Toutefois, par nature, il présente deux risques : faire faire à l'État un métier qui n'est pas le sien, ce qui peut le conduire à pécher par incompétence ; et faire oublier aux patrons le métier qui est le leur — entreprendre — ce qui serait grave pour l'avenir de l'industrie française. C'est l'existence de ce double risque qui sous-tend le débat, ouvert depuis longtemps et jamais clos, sur le complexe industrialo-administratif à la française.

Énergie

Le grand tournant pétrolier

1981 restera dans l'histoire comme l'année du grand tournant dans la crise énergétique mondiale qui avait éclaté à la fin de 1973. Après des années de hausse, le prix du pétrole s'est orienté franchement à la baisse. La stagnation de l'activité et les efforts d'économie d'énergie ont fini par créer une pléthore de combustibles liquides, obligeant les producteurs non seulement à réduire l'extraction, mais à comprimer leurs prix pour garder des clients.

Rude épreuve

Ce renversement met à rude épreuve l'OPEP. Les difficultés d'écoulement exacerbent en effet les divergences en son sein entre les pays fortement peuplés, ayant de grands programmes d'équipement à financer et donc un besoin vital de continuer à vendre, et les autres, qui pourraient supporter facilement une baisse de leurs ressources.
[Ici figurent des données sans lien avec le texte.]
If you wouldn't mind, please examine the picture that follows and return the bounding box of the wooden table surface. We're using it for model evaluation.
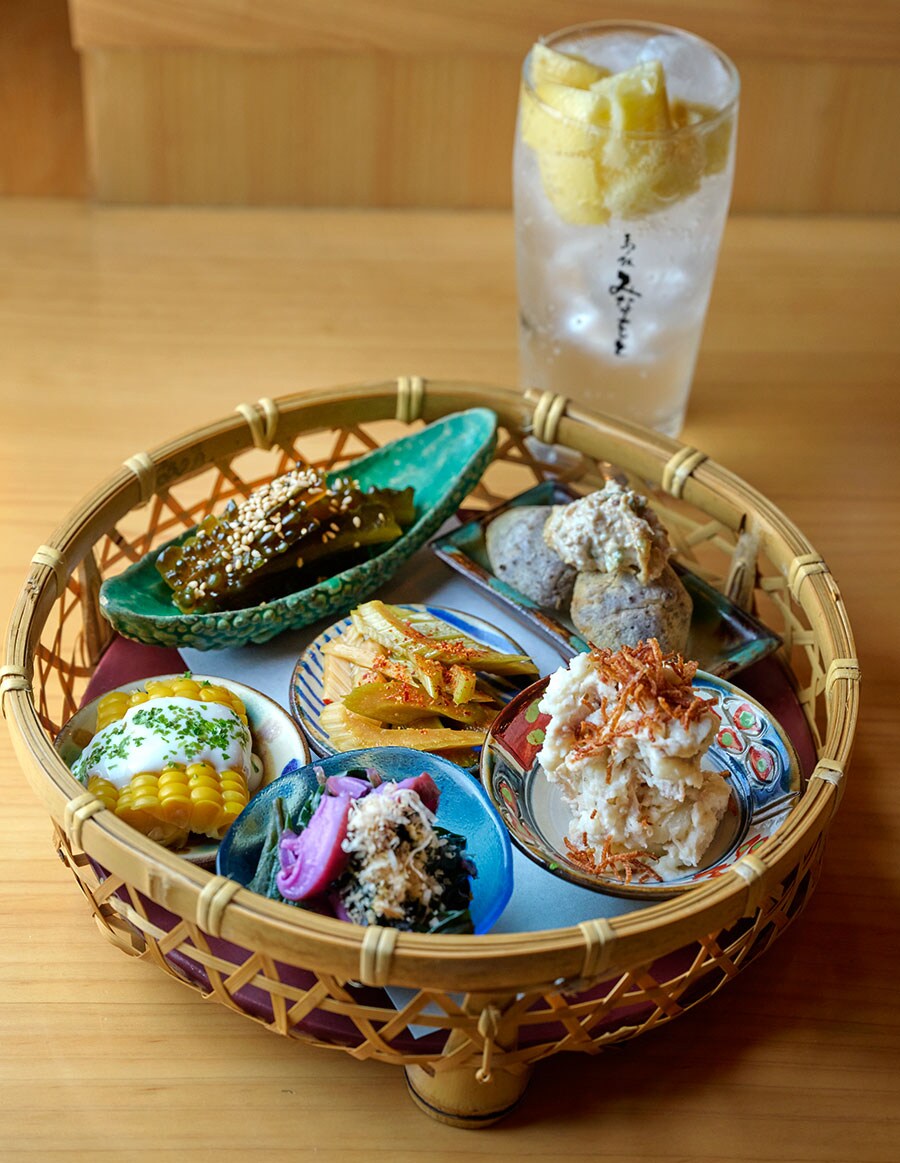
[0,200,900,1163]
Si l'OPEP était un véritable cartel, elle orchestrerait des réductions de production afin de maintenir les prix ; c'est bien d'ailleurs ce qu'elle a tenté de faire cahin-caha, à l'occasion de ses réunions à Genève (29 octobre 1981), à Abou Dhabi (13 décembre 1981) et à Vienne (19 mars 1982). Mais en réalité les grands pays producteurs, officiellement ou clandestinement, n'ont cessé depuis l'été 1981 de baisser leurs prix en ordre dispersé. Sur le marché libre (qui accentue toujours les mouvements de prix), où le baril avait coté plus de 40 dollars, on en trouvait au printemps 1982 à moins de 28 dollars, voire dans certains marchés de troc, à 22 dollars.